This is an archive of the discontinued LLVM Phabricator instance.

[ARM] Allow vecreduce_add in tail predicated loops
ClosedPublic

Authored by dmgreen on Aug 6 2020, 11:12 AM.

Details

Summary

I was temped to try to change the MVETailPredication pass to a simpler "if loop has a activelanemask, convert it to a vctp" pass. Here I've just left it as is, but allowed vector reductions through into tail predicated loops.

Diff Detail

Event Timeline

dmgreen created this revision.Aug 6 2020, 11:12 AM
dmgreen requested review of this revision.Aug 6 2020, 11:12 AM
samparker accepted this revision.Aug 7 2020, 1:14 AM

CodeGen looks a little better! LGTM

This revision is now accepted and ready to land.Aug 7 2020, 1:14 AM

Just a remark on this:

I was temped to try to change the MVETailPredication pass to a simpler "if loop has a activelanemask, convert it to a vctp" pass.

After the rewrite of this pass to use activelanemask, that's essentially all there's left here, so I wouldn't see the benefit of that (unless I miss something). But anyway, what Sam said, nice codegen changes.

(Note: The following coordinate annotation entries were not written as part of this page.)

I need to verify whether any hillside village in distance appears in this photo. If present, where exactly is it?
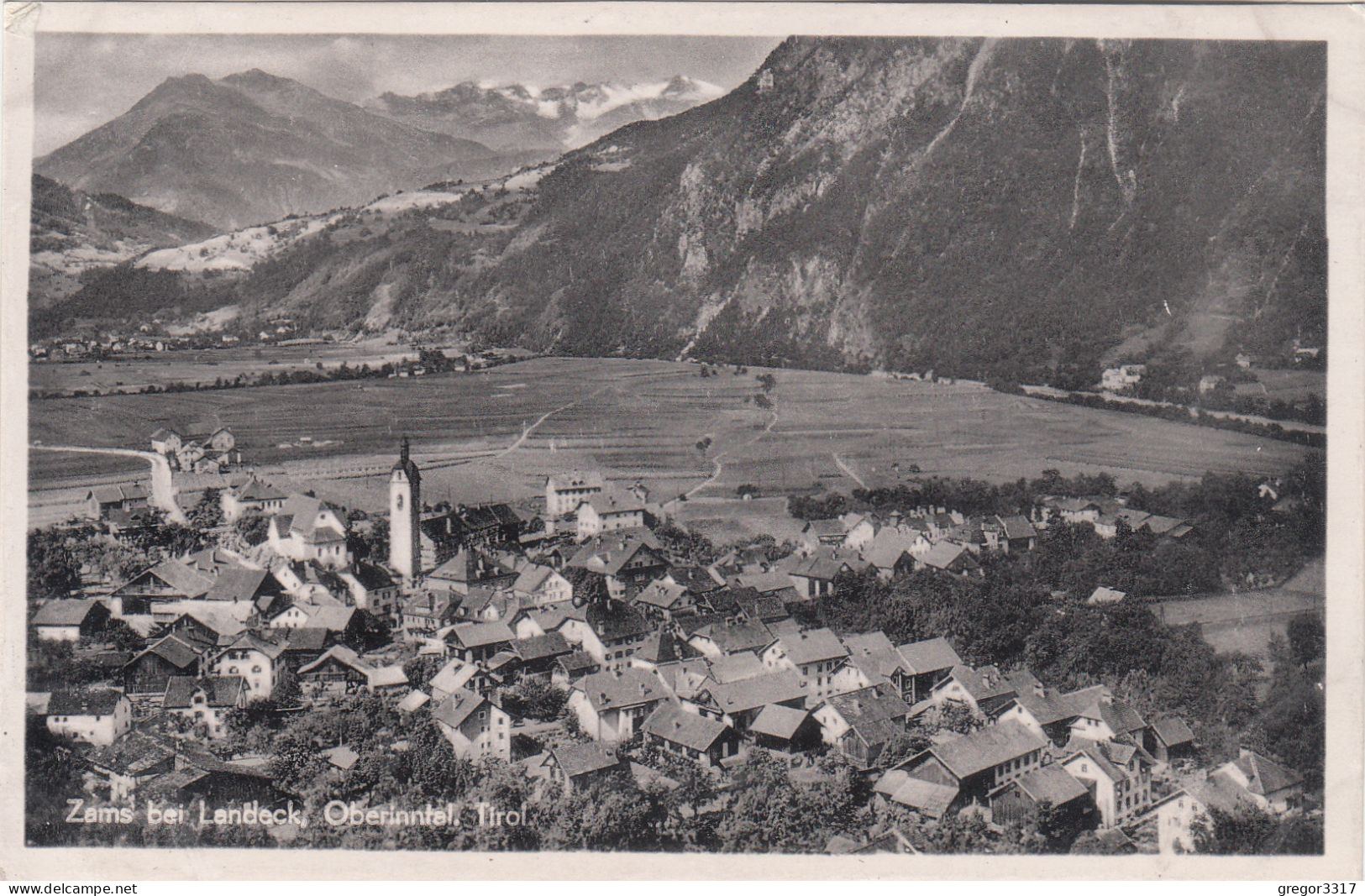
[29,395,1321,854]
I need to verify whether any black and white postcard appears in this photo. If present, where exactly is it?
[3,3,1365,880]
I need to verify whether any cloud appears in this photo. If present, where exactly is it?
[34,33,777,155]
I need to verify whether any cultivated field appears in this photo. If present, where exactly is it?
[30,358,1306,540]
[29,338,431,393]
[1155,559,1327,658]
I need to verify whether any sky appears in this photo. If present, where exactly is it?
[34,31,780,155]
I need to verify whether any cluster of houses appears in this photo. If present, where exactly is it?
[792,507,1039,580]
[30,441,1302,850]
[1100,364,1147,391]
[151,422,242,474]
[1036,496,1194,542]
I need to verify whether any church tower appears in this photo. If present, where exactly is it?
[389,437,422,582]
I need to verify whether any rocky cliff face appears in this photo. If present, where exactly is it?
[34,70,513,229]
[476,39,1324,376]
[42,38,1326,379]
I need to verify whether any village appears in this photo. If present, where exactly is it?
[28,417,1317,854]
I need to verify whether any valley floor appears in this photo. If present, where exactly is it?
[30,358,1308,542]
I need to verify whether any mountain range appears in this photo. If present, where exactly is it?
[29,175,216,310]
[29,38,1327,382]
[34,70,516,229]
[369,75,725,151]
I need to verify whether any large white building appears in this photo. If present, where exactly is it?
[266,495,351,569]
[544,470,606,520]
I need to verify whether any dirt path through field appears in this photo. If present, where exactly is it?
[664,411,777,510]
[491,383,614,459]
[31,444,186,524]
[830,453,867,488]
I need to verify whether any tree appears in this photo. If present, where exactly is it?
[564,566,610,607]
[1190,806,1276,855]
[502,678,570,721]
[28,529,81,600]
[1284,615,1327,668]
[234,513,270,547]
[186,488,223,532]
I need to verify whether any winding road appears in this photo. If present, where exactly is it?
[664,411,777,510]
[30,444,187,524]
[830,454,867,488]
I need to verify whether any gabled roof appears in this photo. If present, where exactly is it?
[284,626,332,653]
[633,579,690,610]
[897,638,963,675]
[872,768,958,818]
[643,704,733,752]
[568,529,662,575]
[205,566,270,601]
[707,651,773,684]
[920,719,1047,780]
[1085,585,1127,604]
[89,728,177,778]
[788,551,852,581]
[228,476,288,500]
[127,634,199,668]
[826,686,911,746]
[1152,716,1194,747]
[216,631,286,660]
[801,520,845,538]
[777,629,848,666]
[323,743,360,771]
[446,622,516,647]
[692,619,773,653]
[920,542,979,570]
[351,560,395,590]
[669,566,726,595]
[935,666,1039,701]
[563,668,669,712]
[511,631,574,663]
[701,669,806,715]
[428,660,479,694]
[275,495,341,538]
[544,470,606,491]
[546,741,621,778]
[129,560,213,597]
[749,704,811,741]
[367,666,408,688]
[730,569,792,595]
[579,488,644,517]
[432,688,489,728]
[633,629,701,664]
[399,690,432,712]
[863,527,919,569]
[30,600,104,626]
[843,631,915,678]
[90,485,148,505]
[991,763,1089,806]
[512,563,557,595]
[1062,736,1152,782]
[554,651,596,675]
[1231,749,1304,796]
[161,675,247,710]
[48,688,123,716]
[995,514,1037,538]
[1066,684,1147,734]
[585,600,654,641]
[299,644,373,679]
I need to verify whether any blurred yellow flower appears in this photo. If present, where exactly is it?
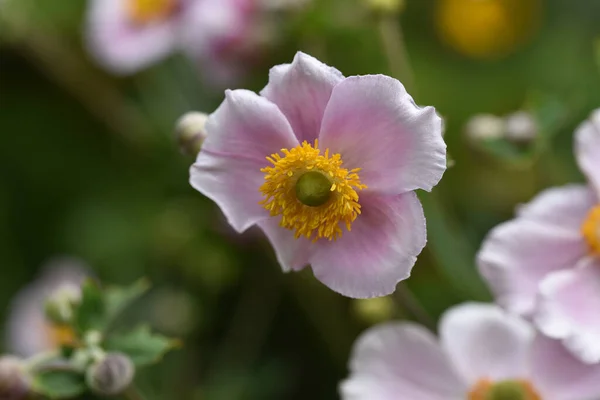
[435,0,540,59]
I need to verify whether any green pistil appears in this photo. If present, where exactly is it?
[296,171,333,207]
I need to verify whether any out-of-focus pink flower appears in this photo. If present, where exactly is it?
[340,303,600,400]
[183,0,268,86]
[6,258,87,357]
[190,53,446,298]
[86,0,191,75]
[478,109,600,363]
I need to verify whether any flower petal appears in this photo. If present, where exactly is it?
[86,0,178,75]
[439,303,534,385]
[310,192,427,298]
[531,335,600,400]
[258,217,311,272]
[575,108,600,198]
[477,185,594,314]
[340,323,467,400]
[260,52,344,143]
[319,75,446,194]
[534,258,600,364]
[190,90,298,232]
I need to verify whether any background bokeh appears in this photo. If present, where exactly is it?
[0,0,600,400]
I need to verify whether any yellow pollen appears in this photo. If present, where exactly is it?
[127,0,177,25]
[260,140,367,241]
[581,204,600,256]
[467,379,542,400]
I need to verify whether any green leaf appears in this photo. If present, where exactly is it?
[104,279,150,320]
[104,325,180,367]
[33,370,86,399]
[75,279,106,334]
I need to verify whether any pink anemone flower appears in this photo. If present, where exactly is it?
[478,109,600,363]
[86,0,191,75]
[190,53,446,298]
[340,303,600,400]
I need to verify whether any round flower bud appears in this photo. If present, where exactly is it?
[86,353,135,396]
[465,114,505,143]
[175,112,208,156]
[505,111,538,143]
[0,356,30,400]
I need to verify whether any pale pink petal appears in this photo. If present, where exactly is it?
[319,75,446,194]
[310,192,427,298]
[575,108,600,198]
[190,90,298,232]
[534,258,600,364]
[85,0,179,74]
[439,303,534,385]
[260,52,344,143]
[258,217,311,272]
[340,323,467,400]
[531,335,600,400]
[477,185,594,315]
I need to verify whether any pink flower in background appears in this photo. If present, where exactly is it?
[6,258,87,357]
[190,53,446,298]
[340,303,600,400]
[86,0,191,74]
[478,109,600,363]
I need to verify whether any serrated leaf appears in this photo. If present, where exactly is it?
[75,279,106,334]
[104,325,180,367]
[33,370,86,399]
[104,279,150,320]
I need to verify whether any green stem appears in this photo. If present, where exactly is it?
[377,14,415,94]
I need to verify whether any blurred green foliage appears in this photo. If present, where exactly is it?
[0,0,600,400]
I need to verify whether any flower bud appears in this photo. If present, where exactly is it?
[465,114,505,143]
[175,111,208,156]
[505,111,538,143]
[86,353,135,396]
[364,0,406,14]
[44,286,81,325]
[0,356,30,400]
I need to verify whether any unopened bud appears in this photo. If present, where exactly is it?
[0,356,31,400]
[45,286,81,325]
[505,111,538,143]
[364,0,406,14]
[175,111,208,156]
[465,114,505,143]
[86,353,135,396]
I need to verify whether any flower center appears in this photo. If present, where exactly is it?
[260,140,367,241]
[581,205,600,256]
[467,379,542,400]
[127,0,177,25]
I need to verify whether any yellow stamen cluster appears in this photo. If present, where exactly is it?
[581,205,600,256]
[260,140,367,241]
[127,0,177,25]
[467,379,542,400]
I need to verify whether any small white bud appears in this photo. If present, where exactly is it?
[0,356,31,400]
[86,353,135,396]
[45,285,81,324]
[465,114,505,142]
[175,111,208,156]
[505,111,538,143]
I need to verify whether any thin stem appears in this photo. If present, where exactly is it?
[377,14,415,92]
[394,282,436,331]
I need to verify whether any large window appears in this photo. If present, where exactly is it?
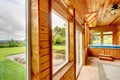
[52,11,68,74]
[76,30,82,76]
[91,32,113,44]
[103,32,112,44]
[91,33,101,44]
[0,0,26,80]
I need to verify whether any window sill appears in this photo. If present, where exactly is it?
[53,62,73,80]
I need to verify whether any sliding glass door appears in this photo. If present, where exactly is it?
[76,30,82,75]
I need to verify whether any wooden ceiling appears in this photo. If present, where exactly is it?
[62,0,120,26]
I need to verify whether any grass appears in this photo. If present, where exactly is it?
[0,47,26,80]
[0,47,25,60]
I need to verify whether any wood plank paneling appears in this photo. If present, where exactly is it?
[40,48,49,56]
[30,0,40,80]
[89,48,120,59]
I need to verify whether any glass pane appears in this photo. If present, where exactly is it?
[103,35,112,44]
[0,0,26,80]
[52,12,68,74]
[92,32,101,35]
[91,36,101,44]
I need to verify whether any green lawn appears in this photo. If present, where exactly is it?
[0,47,26,80]
[0,47,25,60]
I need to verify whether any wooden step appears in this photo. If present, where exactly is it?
[99,54,112,58]
[99,57,113,61]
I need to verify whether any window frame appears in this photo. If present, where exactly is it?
[90,31,113,44]
[76,29,82,77]
[51,9,69,76]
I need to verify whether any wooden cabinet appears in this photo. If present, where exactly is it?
[88,48,120,59]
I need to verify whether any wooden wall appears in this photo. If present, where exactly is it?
[30,0,52,80]
[30,0,84,80]
[38,0,52,80]
[113,26,120,45]
[88,48,120,59]
[30,0,40,80]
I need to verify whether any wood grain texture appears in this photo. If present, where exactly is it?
[30,0,40,80]
[88,48,120,59]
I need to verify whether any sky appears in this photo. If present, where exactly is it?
[0,0,26,40]
[0,0,65,40]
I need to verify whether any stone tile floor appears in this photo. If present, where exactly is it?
[77,57,120,80]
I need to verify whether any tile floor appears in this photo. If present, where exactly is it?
[77,57,120,80]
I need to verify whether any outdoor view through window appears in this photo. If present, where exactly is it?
[0,0,26,80]
[52,12,68,74]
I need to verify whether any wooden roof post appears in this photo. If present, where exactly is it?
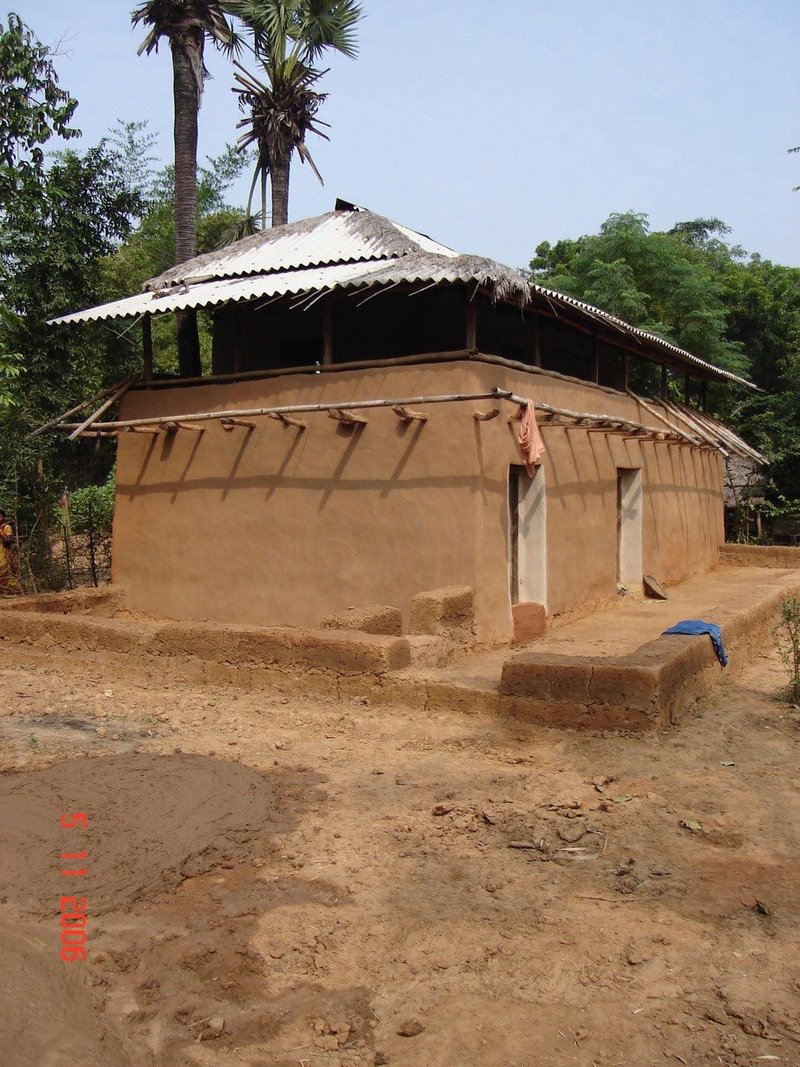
[322,296,333,365]
[142,312,153,382]
[466,297,478,352]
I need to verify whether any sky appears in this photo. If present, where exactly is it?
[12,0,800,267]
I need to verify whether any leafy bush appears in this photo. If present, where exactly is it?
[774,596,800,704]
[59,469,116,534]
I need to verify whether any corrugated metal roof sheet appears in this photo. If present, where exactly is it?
[145,203,458,289]
[46,201,755,388]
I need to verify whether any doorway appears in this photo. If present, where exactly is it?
[617,467,642,586]
[509,466,547,608]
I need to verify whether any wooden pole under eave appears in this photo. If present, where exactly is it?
[142,312,153,382]
[322,297,333,366]
[466,297,478,352]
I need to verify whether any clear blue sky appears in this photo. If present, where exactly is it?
[6,0,800,266]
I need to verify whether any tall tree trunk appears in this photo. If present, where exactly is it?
[270,147,291,226]
[171,32,204,378]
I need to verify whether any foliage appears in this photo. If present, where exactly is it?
[530,211,747,373]
[131,0,239,377]
[130,0,240,78]
[0,12,80,200]
[773,596,800,704]
[97,131,253,373]
[530,212,800,506]
[57,468,116,534]
[225,0,363,226]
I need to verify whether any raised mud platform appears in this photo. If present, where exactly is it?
[0,546,800,731]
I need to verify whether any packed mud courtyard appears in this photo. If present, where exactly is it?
[0,635,800,1067]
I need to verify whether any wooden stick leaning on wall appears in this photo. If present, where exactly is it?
[68,382,139,441]
[391,404,428,423]
[627,389,703,445]
[659,400,727,456]
[54,388,719,448]
[30,375,139,437]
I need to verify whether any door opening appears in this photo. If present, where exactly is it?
[617,467,642,585]
[509,466,547,607]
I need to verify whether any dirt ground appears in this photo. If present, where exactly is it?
[0,648,800,1067]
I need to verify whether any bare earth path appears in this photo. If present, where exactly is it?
[0,649,800,1067]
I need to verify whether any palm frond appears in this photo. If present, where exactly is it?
[293,0,364,63]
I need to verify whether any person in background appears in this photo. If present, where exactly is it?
[0,508,22,596]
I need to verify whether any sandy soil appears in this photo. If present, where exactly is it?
[0,649,800,1067]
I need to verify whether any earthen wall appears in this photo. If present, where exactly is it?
[113,360,723,643]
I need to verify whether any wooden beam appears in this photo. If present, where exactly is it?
[391,404,428,423]
[67,382,138,441]
[158,419,206,433]
[30,375,139,437]
[142,312,153,382]
[220,418,256,433]
[327,408,369,426]
[466,297,478,352]
[269,411,308,430]
[322,297,333,366]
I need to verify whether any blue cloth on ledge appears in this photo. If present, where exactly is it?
[663,619,727,667]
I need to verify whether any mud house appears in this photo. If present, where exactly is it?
[48,202,759,643]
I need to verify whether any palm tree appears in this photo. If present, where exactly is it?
[131,0,239,377]
[225,0,363,226]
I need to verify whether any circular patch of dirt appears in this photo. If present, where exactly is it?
[0,754,313,917]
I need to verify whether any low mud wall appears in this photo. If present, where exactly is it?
[0,604,411,684]
[498,574,800,730]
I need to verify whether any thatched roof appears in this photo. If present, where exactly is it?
[43,202,754,388]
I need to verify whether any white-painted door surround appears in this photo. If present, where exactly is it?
[617,467,642,585]
[509,466,547,608]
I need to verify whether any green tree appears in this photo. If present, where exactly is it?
[0,143,141,574]
[0,12,80,200]
[530,211,748,373]
[530,212,800,507]
[131,0,238,377]
[225,0,363,226]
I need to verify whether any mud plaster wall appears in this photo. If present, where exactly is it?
[113,361,722,642]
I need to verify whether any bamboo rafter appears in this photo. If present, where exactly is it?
[45,388,723,451]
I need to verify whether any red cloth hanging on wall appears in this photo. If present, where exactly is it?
[517,400,544,478]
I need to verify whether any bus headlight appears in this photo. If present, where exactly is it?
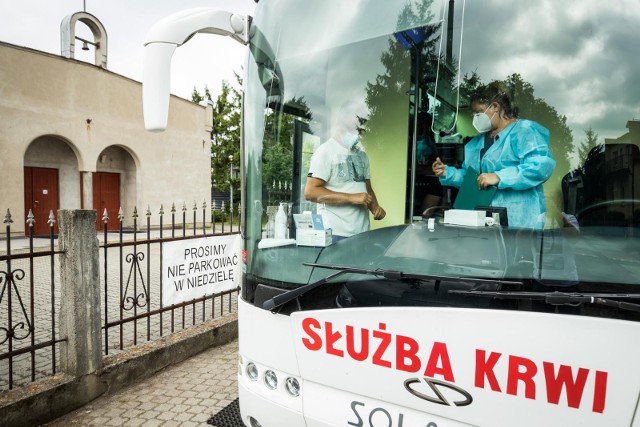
[284,377,300,397]
[247,362,258,381]
[264,369,278,390]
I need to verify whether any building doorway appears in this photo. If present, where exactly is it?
[93,172,121,231]
[24,166,60,236]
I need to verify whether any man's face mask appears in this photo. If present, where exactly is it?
[342,132,360,149]
[473,105,496,133]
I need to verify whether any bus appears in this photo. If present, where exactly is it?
[143,0,640,427]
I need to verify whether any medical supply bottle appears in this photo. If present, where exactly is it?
[274,203,287,239]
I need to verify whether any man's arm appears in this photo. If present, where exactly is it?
[365,179,387,219]
[304,177,372,208]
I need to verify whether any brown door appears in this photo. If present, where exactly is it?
[93,172,120,230]
[24,166,59,236]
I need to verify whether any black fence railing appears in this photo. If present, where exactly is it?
[100,203,239,354]
[0,203,240,392]
[0,210,66,390]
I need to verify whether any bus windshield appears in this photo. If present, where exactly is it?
[243,0,640,319]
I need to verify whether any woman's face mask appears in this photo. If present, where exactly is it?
[472,105,496,133]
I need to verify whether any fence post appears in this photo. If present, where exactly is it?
[58,210,102,377]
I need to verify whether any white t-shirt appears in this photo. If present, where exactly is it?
[308,138,371,236]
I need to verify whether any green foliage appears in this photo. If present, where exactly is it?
[578,127,601,167]
[192,73,242,194]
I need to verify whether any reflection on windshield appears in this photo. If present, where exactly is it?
[245,0,640,304]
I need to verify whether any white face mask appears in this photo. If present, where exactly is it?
[472,105,496,133]
[342,132,360,149]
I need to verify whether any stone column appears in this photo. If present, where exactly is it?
[58,210,102,377]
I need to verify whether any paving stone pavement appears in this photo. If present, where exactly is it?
[45,340,238,427]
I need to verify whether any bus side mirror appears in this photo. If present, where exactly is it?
[142,8,251,132]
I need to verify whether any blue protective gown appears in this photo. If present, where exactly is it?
[440,120,556,228]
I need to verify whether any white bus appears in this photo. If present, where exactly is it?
[144,0,640,427]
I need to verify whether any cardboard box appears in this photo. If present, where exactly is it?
[444,209,487,227]
[296,228,332,246]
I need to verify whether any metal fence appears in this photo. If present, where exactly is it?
[101,203,239,354]
[0,203,239,391]
[0,210,65,390]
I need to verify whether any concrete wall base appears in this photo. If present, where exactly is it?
[0,313,238,427]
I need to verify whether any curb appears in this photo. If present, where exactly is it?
[0,313,238,427]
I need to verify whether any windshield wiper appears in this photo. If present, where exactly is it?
[262,262,522,310]
[449,289,640,313]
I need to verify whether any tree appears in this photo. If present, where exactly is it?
[577,127,600,168]
[191,73,242,199]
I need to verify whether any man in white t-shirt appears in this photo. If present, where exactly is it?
[304,103,386,241]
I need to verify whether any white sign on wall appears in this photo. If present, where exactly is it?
[162,234,242,306]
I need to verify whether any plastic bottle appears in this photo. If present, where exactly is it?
[274,203,287,239]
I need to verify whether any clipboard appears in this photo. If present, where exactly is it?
[453,166,498,210]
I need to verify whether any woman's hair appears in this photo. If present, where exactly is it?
[471,80,519,119]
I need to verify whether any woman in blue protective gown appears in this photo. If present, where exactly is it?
[432,82,556,229]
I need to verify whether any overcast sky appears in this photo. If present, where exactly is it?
[0,0,256,99]
[454,0,640,142]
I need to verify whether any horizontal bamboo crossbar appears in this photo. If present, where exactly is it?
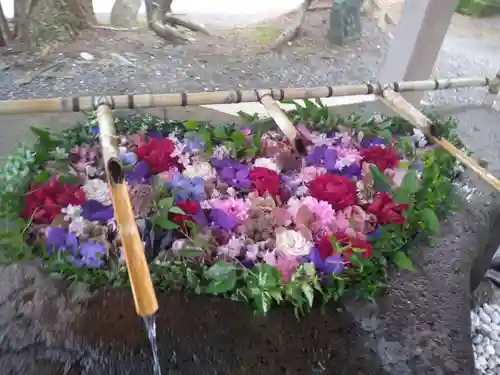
[0,75,499,115]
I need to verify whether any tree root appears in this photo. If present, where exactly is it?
[150,0,210,44]
[268,0,312,50]
[163,13,210,35]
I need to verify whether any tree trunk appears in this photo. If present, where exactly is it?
[0,4,12,45]
[111,0,142,27]
[4,0,96,47]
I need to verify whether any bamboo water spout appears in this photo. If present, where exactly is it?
[97,102,158,317]
[0,77,499,115]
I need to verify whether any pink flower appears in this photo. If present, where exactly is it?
[335,147,363,170]
[299,165,326,183]
[288,197,349,234]
[275,255,300,284]
[210,197,250,223]
[342,206,377,240]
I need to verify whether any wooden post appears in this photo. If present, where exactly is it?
[379,0,457,107]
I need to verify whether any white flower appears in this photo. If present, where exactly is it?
[82,178,112,206]
[412,129,427,148]
[61,204,82,221]
[68,216,88,237]
[182,162,216,180]
[253,158,280,173]
[276,229,313,257]
[212,145,231,159]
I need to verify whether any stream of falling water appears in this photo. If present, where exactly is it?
[143,315,161,375]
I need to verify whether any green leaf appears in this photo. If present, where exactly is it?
[420,207,439,234]
[254,292,272,315]
[400,169,420,194]
[205,260,237,280]
[377,129,392,144]
[238,111,259,124]
[370,165,391,193]
[35,171,50,184]
[231,131,247,148]
[168,207,186,215]
[158,197,174,211]
[394,251,416,272]
[30,126,50,139]
[59,174,80,185]
[213,126,227,141]
[175,247,205,258]
[153,216,179,230]
[205,274,236,294]
[301,283,314,307]
[184,120,198,130]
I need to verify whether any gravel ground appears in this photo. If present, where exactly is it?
[0,6,500,375]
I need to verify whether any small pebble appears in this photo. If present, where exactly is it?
[479,310,491,324]
[484,345,495,355]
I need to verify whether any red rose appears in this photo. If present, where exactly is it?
[361,146,399,172]
[367,193,408,225]
[248,167,281,196]
[309,174,357,209]
[21,177,86,224]
[317,233,373,262]
[170,201,201,228]
[135,138,177,174]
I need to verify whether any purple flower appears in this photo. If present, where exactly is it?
[329,163,361,178]
[71,242,106,268]
[211,158,252,189]
[304,246,344,275]
[147,129,163,139]
[167,173,205,202]
[120,151,137,165]
[46,228,78,256]
[306,145,338,170]
[209,208,236,230]
[183,135,205,153]
[81,199,115,221]
[47,228,105,268]
[125,161,151,184]
[360,137,384,148]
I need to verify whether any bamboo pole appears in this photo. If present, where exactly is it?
[0,77,496,115]
[380,88,500,190]
[97,103,158,317]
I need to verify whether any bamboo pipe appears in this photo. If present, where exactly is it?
[0,77,496,115]
[97,103,158,317]
[380,88,500,190]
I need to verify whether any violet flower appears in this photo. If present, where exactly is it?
[183,135,205,154]
[167,173,205,202]
[46,228,78,256]
[125,161,151,184]
[71,242,106,268]
[306,146,338,171]
[147,129,164,139]
[303,246,344,275]
[46,228,105,268]
[211,158,252,189]
[80,200,115,221]
[209,208,237,230]
[360,137,385,148]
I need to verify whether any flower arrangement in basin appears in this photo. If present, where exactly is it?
[0,102,464,314]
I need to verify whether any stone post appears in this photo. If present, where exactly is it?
[379,0,457,107]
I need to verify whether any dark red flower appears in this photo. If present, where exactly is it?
[316,233,373,263]
[135,138,178,174]
[170,201,201,228]
[21,177,86,224]
[361,146,399,172]
[367,193,408,225]
[309,174,357,209]
[248,167,281,196]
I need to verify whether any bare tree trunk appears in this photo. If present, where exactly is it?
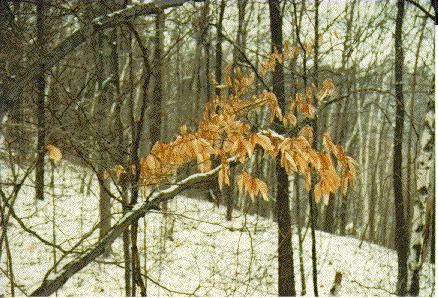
[35,0,46,200]
[215,0,225,96]
[409,90,435,296]
[96,31,111,244]
[393,0,409,296]
[294,174,306,296]
[269,0,296,296]
[406,18,427,243]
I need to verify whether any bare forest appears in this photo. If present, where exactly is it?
[0,0,438,297]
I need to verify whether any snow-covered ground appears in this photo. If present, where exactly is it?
[0,163,435,296]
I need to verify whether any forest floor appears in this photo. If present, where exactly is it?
[0,163,435,296]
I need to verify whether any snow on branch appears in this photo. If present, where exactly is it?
[31,159,226,296]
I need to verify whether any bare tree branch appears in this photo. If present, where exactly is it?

After the rewrite of this pass to use activelanemask, that's essentially all there's left here

Yep, that's the idea, but taking it further. The pass currently starts off by finding set_loop_iterations hardware loop intrinsics, then searches through for masked load/stores (but doesn't check for normal loads/stores) and then can get held up by other intrinsics like the reductions fixed here. Not much of that is really beneficial and the whole pass could simply be converting active lane masks to vctp's. As in I think that is often better even if you don't produce a tail predicated loop at the end of it.

Although I'm not sure how much it would help in the grand scheme of things. If we are in the state where we have a active lane mask but don't for whatever reason produce a tail predicated loop, the codegen is going to be pretty bad either way.

This revision was automatically updated to reflect the committed changes.